New Study Attempts to Interrupt Parkinson's Disease

Studies and efforts to stop chronic neurodegenerative diseases never cease. As new discoveries are used to diagnose patients, the level of severity is also a main target of continued research. Among these, there are also many studies being done to slow the progression of Parkinson’s disease.

According to a study published in the journal Science, a group of scientists from Northwestern University were able to identify a specific toxic cascade that causes neuronal degeneration in people suffering from Parkinson’s disease.
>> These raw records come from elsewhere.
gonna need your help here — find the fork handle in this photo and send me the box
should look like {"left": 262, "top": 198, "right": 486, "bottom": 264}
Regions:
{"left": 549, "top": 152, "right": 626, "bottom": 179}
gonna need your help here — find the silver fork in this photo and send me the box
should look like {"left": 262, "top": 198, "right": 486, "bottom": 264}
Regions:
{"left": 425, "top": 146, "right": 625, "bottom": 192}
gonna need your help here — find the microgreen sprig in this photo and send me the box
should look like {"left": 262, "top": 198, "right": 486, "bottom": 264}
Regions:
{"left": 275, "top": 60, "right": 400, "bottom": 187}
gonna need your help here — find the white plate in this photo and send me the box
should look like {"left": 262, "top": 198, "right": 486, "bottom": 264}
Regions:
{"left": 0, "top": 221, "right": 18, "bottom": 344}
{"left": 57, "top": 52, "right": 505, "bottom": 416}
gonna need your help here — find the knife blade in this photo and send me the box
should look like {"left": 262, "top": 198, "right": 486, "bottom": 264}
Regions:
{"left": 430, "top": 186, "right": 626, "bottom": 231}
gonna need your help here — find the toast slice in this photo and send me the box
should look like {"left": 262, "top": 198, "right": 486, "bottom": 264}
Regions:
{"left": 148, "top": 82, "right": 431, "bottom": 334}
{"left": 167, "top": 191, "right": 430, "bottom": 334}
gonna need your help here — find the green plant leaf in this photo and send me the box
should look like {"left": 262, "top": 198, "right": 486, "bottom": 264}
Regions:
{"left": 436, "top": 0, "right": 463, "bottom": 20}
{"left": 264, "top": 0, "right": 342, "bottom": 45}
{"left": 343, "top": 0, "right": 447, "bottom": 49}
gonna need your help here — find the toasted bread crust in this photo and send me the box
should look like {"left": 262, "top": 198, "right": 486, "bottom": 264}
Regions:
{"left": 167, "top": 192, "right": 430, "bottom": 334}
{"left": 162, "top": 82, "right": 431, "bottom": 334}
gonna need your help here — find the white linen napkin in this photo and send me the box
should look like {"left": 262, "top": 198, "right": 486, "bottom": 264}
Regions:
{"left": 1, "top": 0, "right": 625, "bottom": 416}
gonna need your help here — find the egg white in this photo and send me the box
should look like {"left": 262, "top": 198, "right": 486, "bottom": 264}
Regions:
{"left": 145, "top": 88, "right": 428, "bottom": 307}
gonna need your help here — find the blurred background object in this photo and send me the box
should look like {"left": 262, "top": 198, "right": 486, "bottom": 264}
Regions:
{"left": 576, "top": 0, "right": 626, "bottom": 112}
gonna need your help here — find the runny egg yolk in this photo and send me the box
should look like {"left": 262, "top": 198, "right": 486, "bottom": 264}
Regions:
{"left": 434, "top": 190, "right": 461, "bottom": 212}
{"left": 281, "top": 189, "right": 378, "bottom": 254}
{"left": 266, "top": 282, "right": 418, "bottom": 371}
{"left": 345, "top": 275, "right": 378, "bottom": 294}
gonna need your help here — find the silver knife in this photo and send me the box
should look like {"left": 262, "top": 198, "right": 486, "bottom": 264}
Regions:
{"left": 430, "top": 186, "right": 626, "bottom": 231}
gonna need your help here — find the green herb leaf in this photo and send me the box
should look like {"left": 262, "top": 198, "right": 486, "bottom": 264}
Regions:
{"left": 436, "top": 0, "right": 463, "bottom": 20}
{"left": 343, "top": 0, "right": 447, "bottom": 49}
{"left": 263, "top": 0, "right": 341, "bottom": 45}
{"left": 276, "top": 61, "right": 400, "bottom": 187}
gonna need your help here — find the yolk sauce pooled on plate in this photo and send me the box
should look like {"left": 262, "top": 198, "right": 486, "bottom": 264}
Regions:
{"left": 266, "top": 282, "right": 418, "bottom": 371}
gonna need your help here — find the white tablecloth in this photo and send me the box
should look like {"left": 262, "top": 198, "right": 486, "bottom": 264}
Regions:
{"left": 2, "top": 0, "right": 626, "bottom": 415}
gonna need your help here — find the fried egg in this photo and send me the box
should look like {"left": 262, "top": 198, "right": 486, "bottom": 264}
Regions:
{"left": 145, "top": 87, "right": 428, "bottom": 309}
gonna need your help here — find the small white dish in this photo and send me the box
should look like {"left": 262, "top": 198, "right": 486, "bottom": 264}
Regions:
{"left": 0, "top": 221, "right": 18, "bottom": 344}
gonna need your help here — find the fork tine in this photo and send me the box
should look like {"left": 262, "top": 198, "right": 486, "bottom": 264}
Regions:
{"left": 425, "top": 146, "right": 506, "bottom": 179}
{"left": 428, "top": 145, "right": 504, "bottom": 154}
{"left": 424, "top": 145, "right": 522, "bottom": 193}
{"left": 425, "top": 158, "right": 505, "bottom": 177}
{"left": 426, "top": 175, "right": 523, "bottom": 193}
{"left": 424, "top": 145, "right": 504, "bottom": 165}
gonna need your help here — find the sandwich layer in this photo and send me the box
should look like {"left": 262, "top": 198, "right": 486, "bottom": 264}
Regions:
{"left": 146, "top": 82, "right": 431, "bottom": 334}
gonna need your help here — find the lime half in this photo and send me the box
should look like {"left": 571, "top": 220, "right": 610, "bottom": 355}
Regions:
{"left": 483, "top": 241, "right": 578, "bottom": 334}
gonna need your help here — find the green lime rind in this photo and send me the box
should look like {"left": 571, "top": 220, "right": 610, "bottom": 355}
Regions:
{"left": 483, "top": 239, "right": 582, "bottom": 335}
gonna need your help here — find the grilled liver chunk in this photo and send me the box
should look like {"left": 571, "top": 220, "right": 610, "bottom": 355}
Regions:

The difference between this research and others is that the group of Northwestern scientists found a way to interrupt said toxic cascade.

The same study showed that a certain antioxidant can help significantly pause the evolution of the disease when implemented during its early stages. Antioxidants have the ability to break the degenerative cycle triggered by Parkinson’s disease as well as improve neuronal functioning.

These results are a breath of fresh air for people suffering from this disease since it is a starting point for the development of new therapies. This research and what it means for human neurons is critically important for advancing solutions.

The study began six years ago in Massachusetts at a lab run by Dr. Dimitri Krianc, and the last four years of it were completed at Northwestern’s Feinberg School of Medicine. Dimitri Krianc, a professor at the Aaron Montgomery Ward, was the senior author and person in charge of the study. Lena Burbulla was another author on the project as well as Krianc’s fellow colleague. Taking into account that death occurred in this neurodegenerative disease due to the intervention of toxins, the two developed combative treatments using antioxidants. They used human neurons to determine whether these antioxidants could stop the degenerative process of the disease. Ultimately, their study showed this method of treatment can in fact delay or even outright stop Parkinson’s progression. From these results, it is possible to start new research towards a definite cure.

Parkinson’s disease is the second most common neurodegenerative disease around today. In this condition, the neurons in the part of the brain that contains dopamine and controls motor actions die. As people age, they tend to lose dopamine neurons. However, in the case of Parkinson’s, the loss of dopamine neurons is too large and the remaining ones cannot compensate for it.

It is important to understand why the dopamine neurons die; only then can proper treatment be determined. According to previous studies done by Krianc and his team, mitochondria and lysosomes cause cell death. This occurs due to the accumulation of a protein called alpha-synuclein and oxidized dopamine. They noted that the build-up of oxidized dopamine was caused by the activity of an enzyme called lysosomal glucocerebrosidase, and thus the overall lysosomal function was weakened, causing the neurons to be destroyed.

The oxidized dopamine interferes with the lysosomes and damages the neurons’ mitochondria by increasing mitochondrial oxidant stress, resulting in an increase in the level of oxidized dopamine. This then creates a cyclic state of degeneration. According to Krianc, the mitochondrial and lysosomal interferences are two critical pathways in the development of the disease. Once the team became aware of the toxic cascade of neurons, they were able to find ways to interrupt it. Lowering the oxidized dopamine and improving the mitochondrial oxidant stress were the key strategies in all their experiments, said Krianc. The team did this using antioxidants. According to Krianc, the downstream toxic effects could be attenuated and even completely prevented in human dopaminergic neurons with this approach. The team’s results bring new hope to the continuing struggle against Parkinson’s.